If you have only one Managed Identity, it is detected automatically.

Connection Timeout

Determines the number of seconds to wait after Control-M initiates a connection request to Azure Resource Manager before a timeout occurs.

Default: 20

Centralized

Determines whether to create a centralized connection profile, which is stored in the Control-M/EM database and is available to all Agents.

You must set this parameter to true.

ConnectionProfile:GCP Deployment Manager

GCP Deployment Manager enables you to create, configure, test, and manage your GCP resources infrastructure.

The following example shows how to define a GCP Deployment Manager connection profile.

This JSON creates a connection profile that authenticates with a service account:

Copy
"DEPLOY_MANAGEMENT"
{
   "Type": "ConnectionProfile:GCP Deployment Manager",
   "Identity Type": "service_account",
   "Deployment Manager URL": "https://www.googleapis.com/deploymentmanager/v2/projects/",
   "Service Account Key": "*****",
   "Connection Timeout": "30",
   "Description": "",
   "Centralized": true
}

The following table describes the GCP Deployment Manager connection profile parameters.

Parameter

Description

Identity Type

Determines one of the following authentication types using GCP Access Control:

  • service_account: Authenticates using an application ID (service account) and client secret.

  • os_user: Authenticates based on a detected IAM role, which removes the need to provide additional credentials.

Deployment Manager URL

Defines the Google Cloud Platform (GCP) authentication endpoint for Deployment Manager.

Default: https://www.googleapis.com/deploymentmanager/v2/projects/

Service Account Key

(Service Account) Defines a service account that is associated with an RSA key pair.
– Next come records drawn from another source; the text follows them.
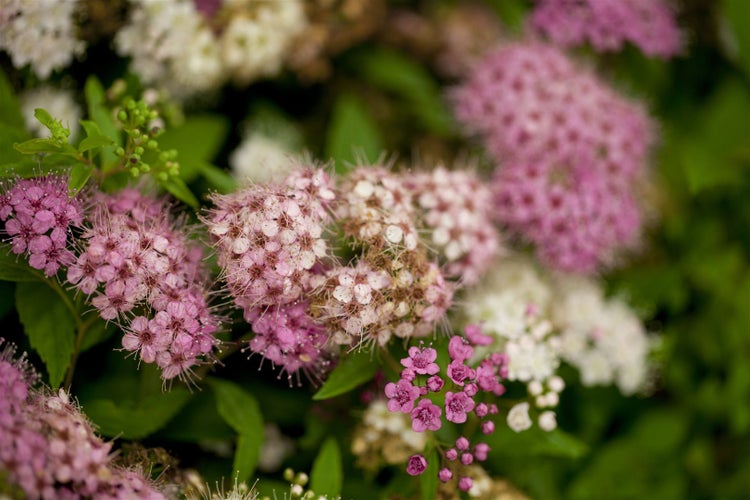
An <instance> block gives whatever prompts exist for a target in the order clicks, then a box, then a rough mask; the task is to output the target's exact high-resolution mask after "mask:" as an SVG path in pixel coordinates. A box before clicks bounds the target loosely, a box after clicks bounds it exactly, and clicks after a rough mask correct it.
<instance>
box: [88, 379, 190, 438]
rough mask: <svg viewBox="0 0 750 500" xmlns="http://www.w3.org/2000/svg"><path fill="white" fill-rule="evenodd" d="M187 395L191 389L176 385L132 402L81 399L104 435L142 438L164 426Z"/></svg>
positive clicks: (178, 406) (187, 394)
mask: <svg viewBox="0 0 750 500" xmlns="http://www.w3.org/2000/svg"><path fill="white" fill-rule="evenodd" d="M189 399H190V392H189V391H188V390H187V389H184V388H181V387H177V388H173V389H172V390H171V391H169V392H165V393H161V394H153V395H151V396H148V397H145V398H143V399H141V400H140V401H138V402H137V404H136V405H135V406H132V405H130V404H128V403H127V402H122V401H119V400H112V399H91V400H88V401H85V402H84V403H83V410H84V412H85V413H86V415H88V416H89V417H90V418H91V419H92V420H93V421H94V422H95V423H96V425H97V426H99V431H100V432H101V433H102V434H104V435H105V436H121V437H123V438H125V439H142V438H144V437H146V436H149V435H151V434H153V433H154V432H156V431H158V430H159V429H161V428H162V427H164V425H166V423H167V422H169V420H171V419H172V417H174V416H175V415H177V413H178V412H179V411H180V410H181V409H182V407H183V406H185V404H186V403H187V402H188V400H189Z"/></svg>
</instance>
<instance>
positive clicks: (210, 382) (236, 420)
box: [209, 378, 263, 436]
mask: <svg viewBox="0 0 750 500" xmlns="http://www.w3.org/2000/svg"><path fill="white" fill-rule="evenodd" d="M209 383H210V384H211V387H212V388H213V390H214V394H215V395H216V404H217V409H218V410H219V415H221V416H222V418H223V419H224V420H225V421H226V422H227V423H228V424H229V425H230V426H231V427H232V428H233V429H234V430H235V431H237V432H239V433H240V434H245V433H248V434H249V433H256V434H259V435H261V436H262V435H263V416H262V414H261V412H260V407H259V406H258V402H257V401H256V400H255V397H254V396H253V395H252V394H250V393H249V392H247V391H246V390H245V389H243V388H242V387H240V386H238V385H237V384H235V383H233V382H229V381H227V380H221V379H216V378H212V379H209Z"/></svg>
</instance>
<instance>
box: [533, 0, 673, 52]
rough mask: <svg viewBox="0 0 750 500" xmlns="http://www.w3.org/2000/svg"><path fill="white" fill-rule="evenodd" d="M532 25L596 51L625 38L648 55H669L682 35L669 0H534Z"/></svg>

You can use Secrets in Code to hide this value in the code.

Connection timeout

Determines the number of seconds to wait after Control-M initiates a connection request to GCP Cloud Deployment Manager before a timeout occurs.

Default: 20

Centralized

Determines whether to create a centralized connection profile, which is stored in the Control-M/EM database and is available to all Agents.
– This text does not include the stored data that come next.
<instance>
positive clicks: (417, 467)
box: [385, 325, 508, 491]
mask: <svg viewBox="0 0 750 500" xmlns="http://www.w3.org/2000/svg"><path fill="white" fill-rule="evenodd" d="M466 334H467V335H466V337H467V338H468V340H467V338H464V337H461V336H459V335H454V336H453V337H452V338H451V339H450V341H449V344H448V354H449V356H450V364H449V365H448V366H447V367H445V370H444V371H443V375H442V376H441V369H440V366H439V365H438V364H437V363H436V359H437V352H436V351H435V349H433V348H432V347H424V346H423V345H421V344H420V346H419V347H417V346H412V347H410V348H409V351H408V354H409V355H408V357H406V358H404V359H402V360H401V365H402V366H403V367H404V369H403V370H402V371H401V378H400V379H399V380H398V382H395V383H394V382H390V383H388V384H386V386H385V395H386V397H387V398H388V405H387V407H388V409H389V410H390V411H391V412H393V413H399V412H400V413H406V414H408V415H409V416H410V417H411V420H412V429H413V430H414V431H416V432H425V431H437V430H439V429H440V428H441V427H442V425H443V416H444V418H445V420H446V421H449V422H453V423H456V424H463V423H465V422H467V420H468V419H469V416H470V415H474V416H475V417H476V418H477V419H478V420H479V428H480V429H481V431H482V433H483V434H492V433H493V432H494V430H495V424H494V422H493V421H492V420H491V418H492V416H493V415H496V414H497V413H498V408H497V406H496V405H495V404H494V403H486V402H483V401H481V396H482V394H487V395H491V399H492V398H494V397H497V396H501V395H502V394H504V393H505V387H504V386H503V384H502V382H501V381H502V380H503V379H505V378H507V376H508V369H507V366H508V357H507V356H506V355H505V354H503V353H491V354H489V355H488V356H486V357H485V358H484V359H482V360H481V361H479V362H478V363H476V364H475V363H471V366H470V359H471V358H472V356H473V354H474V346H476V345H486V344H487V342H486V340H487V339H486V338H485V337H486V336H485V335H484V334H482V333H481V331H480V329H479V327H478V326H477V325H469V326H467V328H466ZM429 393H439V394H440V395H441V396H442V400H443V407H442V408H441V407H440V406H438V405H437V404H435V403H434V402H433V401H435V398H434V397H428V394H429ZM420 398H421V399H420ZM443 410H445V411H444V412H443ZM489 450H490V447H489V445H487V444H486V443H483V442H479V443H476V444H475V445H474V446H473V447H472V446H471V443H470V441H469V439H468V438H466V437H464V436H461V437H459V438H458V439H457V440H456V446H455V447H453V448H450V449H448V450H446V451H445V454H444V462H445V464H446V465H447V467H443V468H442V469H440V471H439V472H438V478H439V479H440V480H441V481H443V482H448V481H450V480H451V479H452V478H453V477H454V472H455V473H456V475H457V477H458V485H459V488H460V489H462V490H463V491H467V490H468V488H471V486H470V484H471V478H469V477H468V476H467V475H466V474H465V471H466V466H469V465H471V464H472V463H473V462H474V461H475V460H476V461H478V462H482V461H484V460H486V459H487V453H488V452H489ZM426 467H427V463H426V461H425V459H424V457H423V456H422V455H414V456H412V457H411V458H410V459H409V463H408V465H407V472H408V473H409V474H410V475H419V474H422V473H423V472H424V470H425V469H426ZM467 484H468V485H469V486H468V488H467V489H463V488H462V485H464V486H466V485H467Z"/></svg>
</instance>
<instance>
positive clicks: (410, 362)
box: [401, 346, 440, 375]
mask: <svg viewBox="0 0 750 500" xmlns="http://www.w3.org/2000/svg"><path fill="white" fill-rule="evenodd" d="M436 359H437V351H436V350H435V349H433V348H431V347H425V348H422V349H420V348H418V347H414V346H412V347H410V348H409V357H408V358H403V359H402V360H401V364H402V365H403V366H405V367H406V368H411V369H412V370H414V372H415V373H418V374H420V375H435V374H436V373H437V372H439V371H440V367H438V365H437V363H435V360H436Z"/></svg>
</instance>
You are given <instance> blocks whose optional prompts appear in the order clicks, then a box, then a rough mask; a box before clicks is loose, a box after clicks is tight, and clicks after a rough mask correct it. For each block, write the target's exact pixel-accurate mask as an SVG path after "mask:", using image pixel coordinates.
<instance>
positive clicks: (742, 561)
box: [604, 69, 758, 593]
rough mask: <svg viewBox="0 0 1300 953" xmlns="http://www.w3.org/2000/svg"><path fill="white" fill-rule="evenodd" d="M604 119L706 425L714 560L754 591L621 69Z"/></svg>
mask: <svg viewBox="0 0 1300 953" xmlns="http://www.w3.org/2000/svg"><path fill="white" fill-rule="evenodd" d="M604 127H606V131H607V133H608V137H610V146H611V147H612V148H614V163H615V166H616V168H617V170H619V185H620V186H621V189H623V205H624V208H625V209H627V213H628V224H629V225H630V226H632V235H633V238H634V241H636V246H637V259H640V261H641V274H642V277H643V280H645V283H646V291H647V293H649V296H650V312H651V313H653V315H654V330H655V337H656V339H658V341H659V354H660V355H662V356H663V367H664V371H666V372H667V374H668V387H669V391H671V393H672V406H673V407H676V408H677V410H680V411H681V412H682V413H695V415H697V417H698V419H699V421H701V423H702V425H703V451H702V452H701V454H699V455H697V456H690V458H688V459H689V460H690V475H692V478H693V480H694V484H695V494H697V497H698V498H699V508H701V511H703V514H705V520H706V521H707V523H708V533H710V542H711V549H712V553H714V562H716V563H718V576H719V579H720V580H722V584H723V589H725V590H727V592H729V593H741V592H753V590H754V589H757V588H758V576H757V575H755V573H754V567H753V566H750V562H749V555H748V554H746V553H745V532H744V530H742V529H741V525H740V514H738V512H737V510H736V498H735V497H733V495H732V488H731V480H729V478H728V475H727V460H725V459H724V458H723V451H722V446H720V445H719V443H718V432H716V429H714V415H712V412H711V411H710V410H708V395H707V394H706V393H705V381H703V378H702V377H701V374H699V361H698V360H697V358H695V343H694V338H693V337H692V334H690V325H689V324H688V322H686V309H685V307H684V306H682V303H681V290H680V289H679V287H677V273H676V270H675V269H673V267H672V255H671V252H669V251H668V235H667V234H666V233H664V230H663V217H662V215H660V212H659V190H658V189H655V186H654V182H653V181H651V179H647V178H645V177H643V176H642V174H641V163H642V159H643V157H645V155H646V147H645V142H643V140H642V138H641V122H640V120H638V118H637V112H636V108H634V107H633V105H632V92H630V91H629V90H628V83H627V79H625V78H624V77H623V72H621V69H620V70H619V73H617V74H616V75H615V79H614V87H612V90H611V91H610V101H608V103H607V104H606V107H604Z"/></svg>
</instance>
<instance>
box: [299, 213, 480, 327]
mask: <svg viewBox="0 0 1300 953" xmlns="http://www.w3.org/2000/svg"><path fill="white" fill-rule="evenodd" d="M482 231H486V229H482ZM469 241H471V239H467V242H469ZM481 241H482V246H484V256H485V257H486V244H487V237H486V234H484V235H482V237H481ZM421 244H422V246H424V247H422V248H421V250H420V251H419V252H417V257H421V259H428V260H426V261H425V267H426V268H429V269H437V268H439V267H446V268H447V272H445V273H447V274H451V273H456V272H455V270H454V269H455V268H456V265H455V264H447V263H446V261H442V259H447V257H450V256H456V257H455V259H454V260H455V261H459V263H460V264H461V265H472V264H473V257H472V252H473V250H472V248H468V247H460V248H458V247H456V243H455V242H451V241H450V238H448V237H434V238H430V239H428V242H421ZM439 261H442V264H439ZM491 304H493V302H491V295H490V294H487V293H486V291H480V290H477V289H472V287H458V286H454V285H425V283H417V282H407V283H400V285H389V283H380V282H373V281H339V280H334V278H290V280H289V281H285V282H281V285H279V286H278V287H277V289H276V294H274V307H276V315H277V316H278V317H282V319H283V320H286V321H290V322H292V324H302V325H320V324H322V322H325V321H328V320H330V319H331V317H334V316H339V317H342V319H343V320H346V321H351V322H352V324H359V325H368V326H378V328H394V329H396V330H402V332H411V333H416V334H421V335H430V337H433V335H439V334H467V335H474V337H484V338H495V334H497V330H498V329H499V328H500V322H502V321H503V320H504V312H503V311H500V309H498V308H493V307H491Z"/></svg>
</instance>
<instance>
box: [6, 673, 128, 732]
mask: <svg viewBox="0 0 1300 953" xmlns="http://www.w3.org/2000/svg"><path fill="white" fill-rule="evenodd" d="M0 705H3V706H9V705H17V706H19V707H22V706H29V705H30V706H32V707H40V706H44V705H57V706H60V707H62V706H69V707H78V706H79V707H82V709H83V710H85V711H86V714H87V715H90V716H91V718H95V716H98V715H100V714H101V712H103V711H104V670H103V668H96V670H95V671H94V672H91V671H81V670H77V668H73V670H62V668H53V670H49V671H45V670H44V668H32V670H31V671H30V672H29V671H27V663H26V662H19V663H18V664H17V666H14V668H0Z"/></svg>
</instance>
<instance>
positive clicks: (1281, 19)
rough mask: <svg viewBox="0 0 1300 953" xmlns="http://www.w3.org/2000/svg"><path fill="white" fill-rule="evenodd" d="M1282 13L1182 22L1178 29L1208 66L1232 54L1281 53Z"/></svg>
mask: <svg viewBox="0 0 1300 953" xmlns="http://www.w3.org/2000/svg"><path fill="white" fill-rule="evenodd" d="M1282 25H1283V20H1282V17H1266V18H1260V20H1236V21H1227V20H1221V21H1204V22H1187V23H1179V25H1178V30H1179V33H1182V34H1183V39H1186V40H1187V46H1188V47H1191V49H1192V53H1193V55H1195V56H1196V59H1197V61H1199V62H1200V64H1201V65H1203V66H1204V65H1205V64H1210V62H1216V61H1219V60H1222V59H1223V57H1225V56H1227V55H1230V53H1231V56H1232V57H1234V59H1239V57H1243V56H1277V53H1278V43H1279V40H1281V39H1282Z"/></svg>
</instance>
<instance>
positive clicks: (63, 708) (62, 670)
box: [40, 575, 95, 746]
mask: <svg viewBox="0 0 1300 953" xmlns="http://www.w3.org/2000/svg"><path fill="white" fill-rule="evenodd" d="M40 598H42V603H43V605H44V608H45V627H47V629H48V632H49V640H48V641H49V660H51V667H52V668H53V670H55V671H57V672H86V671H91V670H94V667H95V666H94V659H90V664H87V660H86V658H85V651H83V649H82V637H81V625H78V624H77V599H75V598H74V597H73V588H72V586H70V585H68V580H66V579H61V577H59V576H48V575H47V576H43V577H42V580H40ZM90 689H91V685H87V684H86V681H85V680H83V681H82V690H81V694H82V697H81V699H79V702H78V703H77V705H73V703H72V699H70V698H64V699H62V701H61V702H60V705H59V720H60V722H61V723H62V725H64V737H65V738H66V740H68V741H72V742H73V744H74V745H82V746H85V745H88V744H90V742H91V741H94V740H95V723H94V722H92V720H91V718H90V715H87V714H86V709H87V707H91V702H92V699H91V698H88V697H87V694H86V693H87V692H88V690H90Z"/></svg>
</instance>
You must set this parameter to true.

ConnectionProfile:Terraform

Terraform is an open-source Infrastructure as Code (IaC) tool that enables you to create, configure, test, and manage your infrastructure on multiple platforms in a declarative way, using configuration files that describe the desired state of your infrastructure.
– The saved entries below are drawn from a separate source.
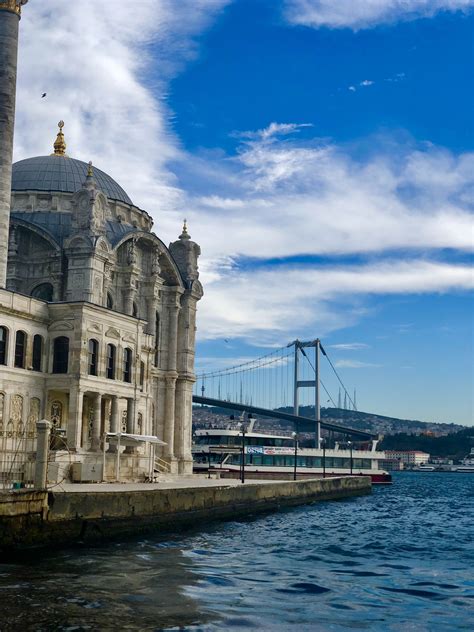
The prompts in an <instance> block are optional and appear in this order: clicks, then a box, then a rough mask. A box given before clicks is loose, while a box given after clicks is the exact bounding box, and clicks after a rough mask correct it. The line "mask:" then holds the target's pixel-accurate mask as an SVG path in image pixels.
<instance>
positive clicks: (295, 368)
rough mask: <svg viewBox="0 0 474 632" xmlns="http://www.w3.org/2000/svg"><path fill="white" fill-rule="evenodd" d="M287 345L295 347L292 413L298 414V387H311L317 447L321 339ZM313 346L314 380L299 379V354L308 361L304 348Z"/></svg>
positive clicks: (319, 418)
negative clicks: (313, 360) (301, 379)
mask: <svg viewBox="0 0 474 632" xmlns="http://www.w3.org/2000/svg"><path fill="white" fill-rule="evenodd" d="M288 346H289V347H293V346H294V348H295V360H294V367H295V373H294V383H293V414H294V415H297V416H298V415H299V410H300V406H299V389H300V388H313V389H314V409H315V421H316V427H315V445H316V447H317V448H319V446H320V444H321V402H320V396H319V352H320V351H322V353H324V355H326V354H325V351H324V349H323V347H322V345H321V341H320V340H319V338H316V340H310V341H308V342H303V341H301V340H294V341H293V342H291V343H290V344H289V345H288ZM308 348H313V349H314V359H315V364H314V380H300V371H299V360H300V357H299V356H300V354H302V355H303V356H305V357H306V358H307V359H308V361H309V358H308V356H307V355H306V352H305V349H308Z"/></svg>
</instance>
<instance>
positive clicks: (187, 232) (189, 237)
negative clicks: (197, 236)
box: [179, 220, 191, 239]
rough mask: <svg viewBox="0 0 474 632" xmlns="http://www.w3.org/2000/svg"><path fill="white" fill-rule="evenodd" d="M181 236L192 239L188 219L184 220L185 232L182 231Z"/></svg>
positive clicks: (183, 227) (182, 238)
mask: <svg viewBox="0 0 474 632" xmlns="http://www.w3.org/2000/svg"><path fill="white" fill-rule="evenodd" d="M179 238H180V239H191V237H190V236H189V234H188V223H187V220H184V222H183V232H182V233H181V235H180V236H179Z"/></svg>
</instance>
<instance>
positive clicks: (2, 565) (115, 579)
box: [0, 540, 211, 632]
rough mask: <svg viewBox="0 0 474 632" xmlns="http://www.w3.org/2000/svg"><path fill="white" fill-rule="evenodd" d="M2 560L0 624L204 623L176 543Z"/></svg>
mask: <svg viewBox="0 0 474 632" xmlns="http://www.w3.org/2000/svg"><path fill="white" fill-rule="evenodd" d="M35 558H36V559H35V561H34V562H30V563H22V564H15V565H10V564H9V565H1V564H0V604H1V605H0V612H1V619H0V630H2V632H3V630H6V629H11V630H21V629H25V628H26V629H35V630H51V629H57V630H73V629H74V630H87V629H93V630H99V629H100V630H104V629H120V630H127V629H131V630H132V629H133V630H136V629H150V630H153V629H162V628H170V627H174V626H188V625H192V624H193V623H196V622H200V623H206V622H208V621H210V619H211V617H210V616H207V615H205V614H204V613H202V612H199V609H198V603H197V602H196V601H195V600H193V599H192V597H190V596H189V595H188V594H186V593H185V589H186V588H191V587H192V586H193V585H194V584H195V583H196V582H197V581H198V579H199V576H198V574H195V573H193V572H191V568H192V563H190V561H189V559H186V558H184V556H183V553H182V551H181V549H180V548H179V547H178V545H177V544H176V543H173V542H164V543H163V542H148V541H143V540H141V541H140V542H126V543H123V544H118V545H117V544H115V545H110V546H105V547H102V548H95V549H88V550H78V549H75V550H69V551H63V552H59V553H56V554H54V553H53V554H51V552H49V553H48V554H45V553H43V554H42V555H41V557H39V558H38V553H36V554H35Z"/></svg>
The following example shows how to define a Terraform connection profile:

Copy
"TERRAFORM"
{
   "Type": "ConnectionProfile:Terraform",
   "Terraform Org Name": "Organization Name",
   "Token": "*****",
   "Connection Timeout": "20",
   "Description": "",
   "Centralized": true
}

The following table describes the Terraform connection profile parameters.

Parameter

Description

Terraform Org Name

Defines the organization name where the Terraform workspace is located.

Token

Defines a Terraform token for authentication of connections to the Terraform workspace. You can use Secrets in Code to hide this value in the code.

Connection Timeout

Determines the number of seconds to wait after Control-M initiates a connection request to Terraform before a timeout occurs.

Default: 20

Centralized

Determines whether to create a centralized connection profile, which is stored in the Control-M/EM database and is available to all Agents.

You must set this parameter to true.